The news comes amid negative growth figures for the Germany-based business, which traces its roots back to the tiny French village of Audun le Tiche, where François Boch set up a pottery company with his three sons in 1748.
Just over 260 years later, the business is still going but, in common with other companies in the consumer lifestyle sector, is suffering from the global financial crisis. The group yielded a turnover of €182.2 million in the first quarter of 2009, which represents a decrease of 17.5 % on the same period last year.
Not that this unduly worries von Boch (pictured). "I am delighted to have been unanimously elected for the appointment of chairman of the Villeroy & Boch supervisory board," he exclusively told Campden FB. "I believe that I can share my forty years of experience in this difficult environment and contribute to the further development of the company."
According to figures released in May, group turnover for the whole of 2008 stood at €840.9 million, down 0.9% on the previous year, while operating profit decreased to €24.1 million, down from €38.8 million.
In particular, it was a lack of demand from foreign markets that hit revenue – specifically those suffering from a fall in real estate values. While the company's domestic German market experienced an increase of 5.1%, revenues were down 30% in the US, 24% in Spain and 16.5% in the UK. In contrast, Eastern Europe increased by 23% and Asia was up 9.8%.
The company cited "the negative effects of the worldwide economic crisis" for the poor performance overall and, in response, unveiled a package of measures aimed at increasing competitiveness and productivity. However, the costs of a restructuring programme, which is expected to provide annual savings of €50 million from 2011, have now increased to €60 million.
With this in mind, the new supervisory board chairman could be forgiven for wanting to smash a few of company's distinctive plates, but with such a long record of family stewardship, the business will be intent on riding out the current storm.
The company has operated as a public limited company since 1987 and was listed on the German stock exchange in 1990. The voting capital is still in the hands of the family descendants and various family members are presently working in the company, which has roughly 10,000 employees worldwide.
And as with most families in business, you can look to the past for inspiration. In 1836, for example, Jean-François Boch merged his works with rival Nicolas Villeroy in order to survive in the European market – thus forming the company which still stands today. A century later, during World War II, the company's factories were badly damaged, three were expropriated and one was integrated into the French Economic Area. As the company states, this was its lowest point, but it did not fail.
Outgoing supervisory board chairman Peter Prinz Wittgenstein steps down after 15 years in office.
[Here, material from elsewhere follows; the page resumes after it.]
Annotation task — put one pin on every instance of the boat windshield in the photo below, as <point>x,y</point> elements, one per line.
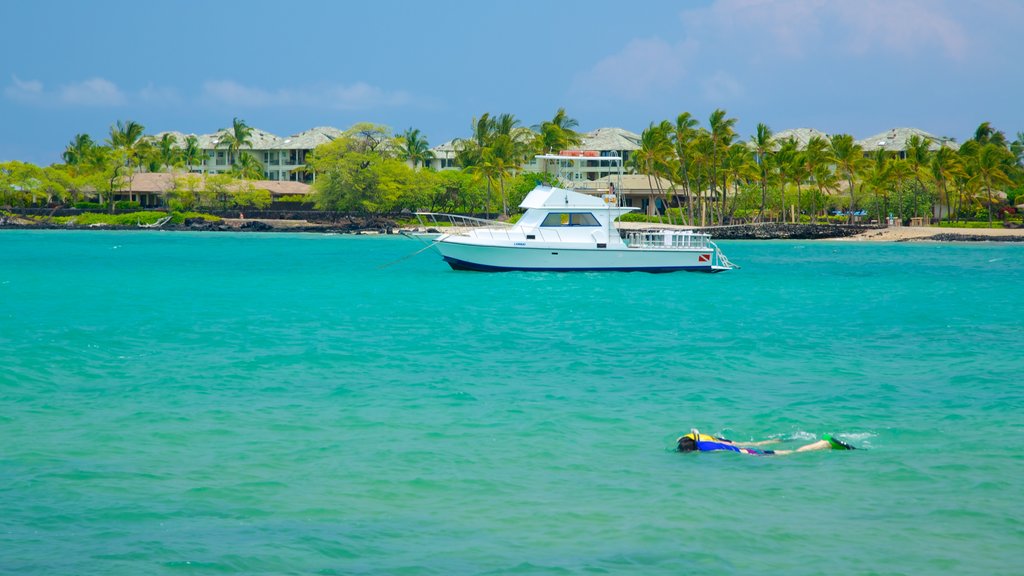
<point>569,219</point>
A member of the supervisory board since 1993 and its chairman since 1994, he is credited with helping to rescue and spin-off the company's tile segment.
At the family's request, Prinz Wittgenstein will continue his supervisory board membership as vice chairman. "In this way, we will be able to continue benefiting from his considerable experience," said von Boch.
According to a statement released by the company, von Boch, who used to serve a chairman of the management board, has "exerted a fundamental influence on the group, developing it into one of the leading international lifestyle companies."
The elevation of von Boch follows careful consideration by the supervisory board, the family and the management board, who stated that the most important factor was "ensuring future continuity" in the supervisory board chairmanship.
Diplomacy will be key to von Boch's early days in charge, with regard to both family members and shareholders. The board of directors and the executive board suggested on 15 May a dividend of €0.37 for preference shares (down 12% on the previous year) and €0.32 euros for ordinary shares (down 13.5% on the previous year).
However if you are looking for good omens then you need look no further than the new 2009 Villeroy & Boch tableware collection, the motto of which is described as "European tradition and timelessness, instead of short-lived trends." If ever there was a product for a family business in this day and age, then this is it.